Autoencoders

2022-06-07 664 words 4 minutes

Contents

A blog post explaining the machine learning-premise of my summer research at Oak Ridge National Lab.

Sources: https://www.deeplearningbook.org/, https://www.jeremyjordan.me/autoencoders/, and [Youtube] Variational Autoencoders.

Definition: An autoencoder is a neural network that is trained to copy its input to its output.

An autoencoder consists of two parts:

An encoder that produces a latent space representation from input data.
A decoder that recreates the input data from the latent space representation.

The latent space representation is a new representation of the underlying input data, typically with desirable properties such as having a lower dimension. This allows it to learn useful features about the data. Typically, autoencoders are trained only to approximately copy data and not to perfectly copy data.

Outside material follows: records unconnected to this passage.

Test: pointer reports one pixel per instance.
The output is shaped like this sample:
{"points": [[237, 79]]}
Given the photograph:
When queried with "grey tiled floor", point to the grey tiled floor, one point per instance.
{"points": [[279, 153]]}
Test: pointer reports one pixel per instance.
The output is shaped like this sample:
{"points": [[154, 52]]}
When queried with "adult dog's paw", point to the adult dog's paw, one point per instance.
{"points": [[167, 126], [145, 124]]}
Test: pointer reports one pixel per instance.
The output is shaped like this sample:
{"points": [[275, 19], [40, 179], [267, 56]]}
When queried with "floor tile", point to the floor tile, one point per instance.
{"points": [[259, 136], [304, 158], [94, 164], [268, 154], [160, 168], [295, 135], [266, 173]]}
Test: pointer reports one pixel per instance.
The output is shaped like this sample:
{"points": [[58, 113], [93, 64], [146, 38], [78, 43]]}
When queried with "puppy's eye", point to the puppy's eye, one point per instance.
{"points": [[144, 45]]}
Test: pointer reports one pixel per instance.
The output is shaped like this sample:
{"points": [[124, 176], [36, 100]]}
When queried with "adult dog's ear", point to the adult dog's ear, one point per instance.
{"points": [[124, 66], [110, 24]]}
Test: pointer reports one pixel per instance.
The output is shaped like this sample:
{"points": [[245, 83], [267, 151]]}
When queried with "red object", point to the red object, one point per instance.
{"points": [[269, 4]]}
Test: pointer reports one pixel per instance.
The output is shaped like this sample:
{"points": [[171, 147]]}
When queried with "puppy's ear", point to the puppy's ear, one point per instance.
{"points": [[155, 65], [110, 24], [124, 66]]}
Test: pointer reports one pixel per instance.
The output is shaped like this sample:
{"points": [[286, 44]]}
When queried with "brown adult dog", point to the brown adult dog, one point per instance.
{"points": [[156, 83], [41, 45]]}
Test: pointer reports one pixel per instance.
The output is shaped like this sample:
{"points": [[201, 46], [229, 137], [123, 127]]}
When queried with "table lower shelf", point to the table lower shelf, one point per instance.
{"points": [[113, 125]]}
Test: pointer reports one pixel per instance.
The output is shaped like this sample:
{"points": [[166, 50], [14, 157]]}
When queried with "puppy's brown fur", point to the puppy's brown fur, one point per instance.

1 Undercomplete Autoencoders

The most typical way to create an autoencoder is to have the encoder dimension have a smaller dimension than the data, creating a bottleneck.

An autoencoder whose code dimension is less than the input dimension is called undercomplete. Learning an undercomplete representation forces the autoencoder to capture the most salient features of the training data.

Basics of Autoencoders. Autoencoders (AE) are type of… | by Deepak Birla | Medium

A visual representation of the structure of an autoencoder. The goal is typically not to exactly reconstruct the original image, but rather to learn useful features and represent them in the latent space representation.

The learning process consists of optimizing a loss function that represents how similar the reconstructed output is to the input.

$$ L(x, g(f(x))) \ \text{Example: } L(x, g(f(x)) = ||\vec{x} - g(f(\vec{x}))|| $$

One can show that using a mean-squared error loss function results in a powerful nonlinear generalization of PCA (provided that $f$ and $g$ are nonlinear).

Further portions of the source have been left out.